After a long silence, Kendra spoke up.

“I’m leaving. I don‘t want to be the Alpha. I don’t want to be a werewolf. I’m not anything to you or your pack. All I want is for you all to leave me alone.”

She stalked toward the door, never looking at Conor and the pain on his face. If she looked at him, she would hesitate. If she hesitated, her anger would start to dwindle…like a flame blown out by a gust of wind. And she wanted to be angry. She was entitled. After everything she’d been put through, after everything that was done to her, she deserved that much at least.

So she kept walking, never thinking about the dangers she would face. Never thinking about the fact that someone had tried to kill her already. She was so angry, she didn’t think about much of anything except leaving.

She wanted to escape the craziness her world had suddenly become. Again, she pictured herself in New Haven, rolled up next to her mother in a wheelchair, both of them staring at nothing.
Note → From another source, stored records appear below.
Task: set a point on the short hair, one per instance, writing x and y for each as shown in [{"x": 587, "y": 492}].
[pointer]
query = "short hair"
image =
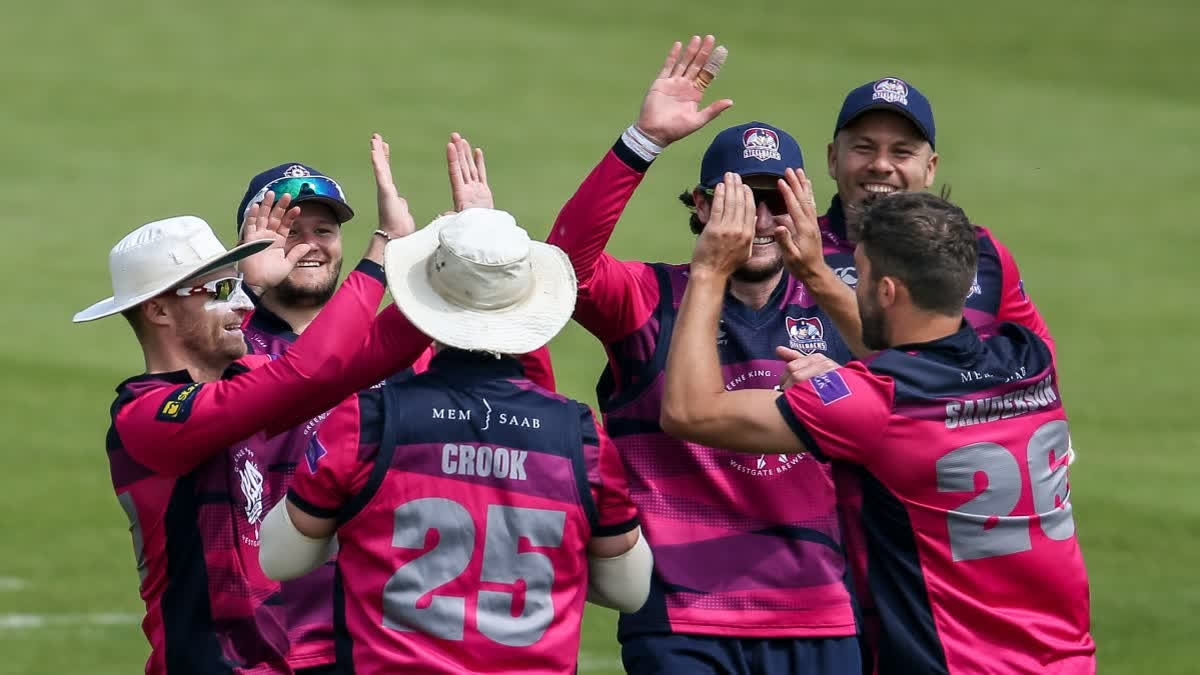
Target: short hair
[
  {"x": 689, "y": 201},
  {"x": 927, "y": 243}
]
“No,” she said harshly to herself. “That won’t happen.”

She was so entrenched in her own thoughts that the scream she heard felt like it was coming from her own head. It wasn’t until its piercing wail kept rising in pitch that she realized it was coming from outside of her. She snapped out of her dark thoughts and saw a figure racing toward her.

It was a woman. She was very beautiful even though her face was streaked with tears and mottled with bright red patches. There was an anguished quality to her cries, something that suggested a deep, agonizing loss. Kendra stopped in her tracks and waited for the woman to get to her.

She collapsed at Kendra’s feet.

“Help!” the woman gasped. She was in so much anguish. So much despair.

Kendra felt sorry for her. She bent down so they were both at eye level.

“What happened? What’s going on?” she asked.

Despite everything she’d said to Conor about wanting nothing to do with the pack, the minute the woman ran up to her crying something in Kendra connected with her. It was a bond she hadn’t felt before and something she didn’t think she could break.

It’s because I’m her Alpha, she realized. The knowledge of that angered her even more, but for the moment being the Alpha overrode all her other feelings. One of her pack was hurting and it was her job to help.

She heard Conor running down the hall. When he got to them, he crouched so he could join them on the floor. He grabbed the woman’s face, gingerly Kendra noted, and looked her in the eyes.

“Deirdre?” he asked her.

For a long time the woman wouldn’t focus on him. She was lost in her own private hell. Kendra saw sadness and grief warring with outright terror and fear on the pretty woman’s reddened face.

“Deirdre!” Conor’s voice was firm now, insistent.

Her breath hitched in her throat. Her deep green eyes gazed up at Conor through a veil of fiery, red hair.

“It’s Patrick,” she cried out in keening, wailing tones.

“What about him, Deirdre?” Conor asked, concerned. “What’s happened?”

“He’s…he’s dead!” she shrieked.

As if to accompany her grief, a high-pitched, braying alarm suddenly went off with a riotous explosion of sound and blinking lights.